Maks Ovsjanikov is a Professor at Ecole Polytechnique in France. He works on 3D shape analysis with emphasis on shape matching and correspondence. He has received a Eurographics Young Researcher Award in 2014 “in recognition of his outstanding contributions to theoretical foundations of non-rigid shape matching”. He has served on the technical program committees of international conferences including SIGGRAPH and SIGGRAPH Asia, as a member of the editorial board of Computer Graphics Forum and has co-chaired the Symposium on Geometry Processing in 2016. In 2017 he received an ERC Starting Grant from the European Commission and a Bronze Medal from the French National Center for Scientific Research (CNRS) for research contributions in Computer Science in 2018.
Alla Sheffer (University of British Columbia)
Human-Centered Geometry Processing
Humans can ubiquitously communicate and reason about both tangible and abstract shape properties. Artists can succinctly convey complex shapes to a broad audience using a range of mediums; and human observers can effortlessly analyze and agree on observed shape properties such as upright-orientation or style. While perception research provides some clues as to the mental processes humans employ when performing these tasks, concrete and quantifiable explanations of these actions are frequently lacking. Our recent research aims to quantify the geometric properties underlying human shape communication and analysis, and to develop algorithms that successfully replicate human abilities in these domains. In my talk I will survey our efforts in this space, focusing on ways to incorporate insights about human perception into algorithm design. My talk will include examples across a wide range of 2D and 3D geometry processing tasks, including shape orientation, VR interfaces for shape modeling, raw sketch consolidation; clip-art vectorization; image-based 3D reconstruction; and style analysis and transfer for man-made shapes. The common thread in our proposed solutions to these problems is the use of insights derived from perception and design literature combined with derivation of quantitative properties via targeted human perception studies.

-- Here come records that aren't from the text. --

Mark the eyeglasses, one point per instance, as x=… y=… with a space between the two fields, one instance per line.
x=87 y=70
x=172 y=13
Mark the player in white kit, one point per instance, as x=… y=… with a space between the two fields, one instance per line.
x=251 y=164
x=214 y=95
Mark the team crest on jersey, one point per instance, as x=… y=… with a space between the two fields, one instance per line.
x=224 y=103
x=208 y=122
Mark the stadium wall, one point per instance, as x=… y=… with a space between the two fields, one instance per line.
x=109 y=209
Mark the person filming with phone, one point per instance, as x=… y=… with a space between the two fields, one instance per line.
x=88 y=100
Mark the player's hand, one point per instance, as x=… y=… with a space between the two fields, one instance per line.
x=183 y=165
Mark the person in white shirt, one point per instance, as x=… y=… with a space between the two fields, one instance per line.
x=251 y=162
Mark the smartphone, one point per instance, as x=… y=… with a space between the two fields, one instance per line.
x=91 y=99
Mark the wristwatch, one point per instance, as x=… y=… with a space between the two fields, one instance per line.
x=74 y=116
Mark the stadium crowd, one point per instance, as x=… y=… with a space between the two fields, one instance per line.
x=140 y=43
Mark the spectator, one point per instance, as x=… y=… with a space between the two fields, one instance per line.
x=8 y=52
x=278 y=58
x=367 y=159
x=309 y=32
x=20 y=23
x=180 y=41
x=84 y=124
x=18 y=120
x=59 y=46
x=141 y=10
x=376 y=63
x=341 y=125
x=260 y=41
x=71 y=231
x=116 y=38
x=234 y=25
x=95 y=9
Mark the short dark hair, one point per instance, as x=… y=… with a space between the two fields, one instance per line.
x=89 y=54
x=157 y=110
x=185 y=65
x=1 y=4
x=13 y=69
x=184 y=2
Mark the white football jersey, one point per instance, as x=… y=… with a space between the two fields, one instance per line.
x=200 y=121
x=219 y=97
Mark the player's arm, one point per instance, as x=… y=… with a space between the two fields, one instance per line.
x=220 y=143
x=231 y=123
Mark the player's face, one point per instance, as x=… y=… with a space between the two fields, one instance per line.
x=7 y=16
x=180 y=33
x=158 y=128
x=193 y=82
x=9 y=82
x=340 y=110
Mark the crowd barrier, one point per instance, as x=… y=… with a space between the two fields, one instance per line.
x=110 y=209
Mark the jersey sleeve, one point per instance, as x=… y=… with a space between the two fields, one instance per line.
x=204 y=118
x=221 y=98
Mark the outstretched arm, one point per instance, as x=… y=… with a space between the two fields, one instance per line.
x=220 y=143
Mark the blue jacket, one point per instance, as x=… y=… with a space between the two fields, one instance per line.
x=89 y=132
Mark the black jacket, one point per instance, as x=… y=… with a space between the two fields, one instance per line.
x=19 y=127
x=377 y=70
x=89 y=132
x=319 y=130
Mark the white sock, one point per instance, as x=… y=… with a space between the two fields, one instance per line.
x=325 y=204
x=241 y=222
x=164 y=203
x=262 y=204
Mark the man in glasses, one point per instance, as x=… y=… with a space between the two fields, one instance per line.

Alla Sheffer is a professor of Computer Science at the University of British Columbia, where she investigates algorithms for shape modeling and analysis in the context of computer graphics applications. She is best known for her research on mesh parameterization, hexahedral meshing, computational garment design, and perception driven shape modeling. Dr. Sheffer is a member of SIGGRAPH Academy since 2020, the recipient of the Canadian Human Computer Communications Society Achievement Award’18 a UBC Killam Research Award’19, and an Audi Production Award. Her research has been supported by faculty awards from IBM, Google and Adobe, Discovery, Discovery Accelerator and I2I NSERC grants, and a Killam Research Fellowship. Dr. Sheffer has served as an Associate Editor of the three major computer graphics journals (ACM Transactions on Graphics, IEEE Transactions on Visualization Computer Graphics, and Eurographics Computer Graphics Forum). She served as a program co-chair for Eurographics’18, Symposium on Geometry Processing’06, and Shape Modeling’13. She was a general co-chair for the Pacific Graphics’18 and Geometric Modeling and Processing’19 conferences. Dr. Sheffer had co-authored over 100 peer-reviewed publications, including 44 papers in ACM Transactions on Graphics, the topmost competitive CG venue; 22 of these were published in the last five years. She holds six recent patents on methods for sketch analysis and hexahedral mesh generation.